I’m on text to speech so there may be a lot of typos in this.

To have transparency you have to encode the data in the image. So for example let’s start with bitmap, the bitmap file format assigns a full length number to each pixel you see in an image. And this the number people are most familiar with, like the color azure is “007FFF”. And what you’re seeing in that display is the first two digits are an encoded value of 0 to 255 to represent a red scale, followed by blue and then green scale. I hope you’re with me so far, let’s move to the format known as GIF.

This format doesn’t assign a *full* number for each pixel but part of one in order to reduce file size since each frame of animation is saved as another full image. So instead each pixel can only be one of 256 different values with the first 255 are reserved for a color palette. And the 256th one is a 100% transparent pixel.

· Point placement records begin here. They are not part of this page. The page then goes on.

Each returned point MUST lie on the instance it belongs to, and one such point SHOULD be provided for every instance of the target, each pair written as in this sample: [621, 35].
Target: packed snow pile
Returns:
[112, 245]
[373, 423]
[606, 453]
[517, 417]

Moving to the PNG format they use a longer number to encode values. You have the same red, blue, green color scale seen in bitmap but now you have an extra two digits that track transparency. This allows you to set transparency from 0~100% on each pixel and te extra information creates a larger file size.

But the jpg format does not save individualized pixels. It is designed to compress an image down for very small bandwidth transmission back in the early stages of the internet. So rather than saving an image pixel by pixel it actually saves a couple things into a few very small algorithms allowing it to use less space than bitmap.

Trying to keep this a little less detailed it basically saves a gray scaled image called luminous and then it saves two more images, one red scaled and one blue, reduced down to a quarter of the original size. Sectors are created and colors are blended together then ran through some mathematical processes to reduce their size even more. Every single time a JPEG is loaded this process is repeated in the reverse, unpacking the image rescaling back up. The process can even be set up to display a lower resolution image while the rest of its data is still being downloaded because you can send it complicated math problems instead of streaming pixels from top left to right and then down one row to repeat. And because this process rounds out colors you can get a lot of stray pixels. Those hard to read images on Facebook and such are a great example of this format’s weakness.

So going back to transparency in jpg. The base format just does not support it. You would have to tweak every algorithm it uses at every step, and to be honest the image quality of jpg wouldn’t benefit from transparency anyway which is why people use png instead. But the good news is there is a jpg format designed to support transparency and reduce some of the stray pixels. It’s design is mostly finalized but web browsers haven’t started pick up the format yet (if you were around for it, think Blueray vs HDDVD). In a few years it may become a standard format.

Edit – I finally got around to correcting some typos. It’s still long winded and probably a bit to detailed. Again sorry for the text to speech deal and I hope you got something out of this.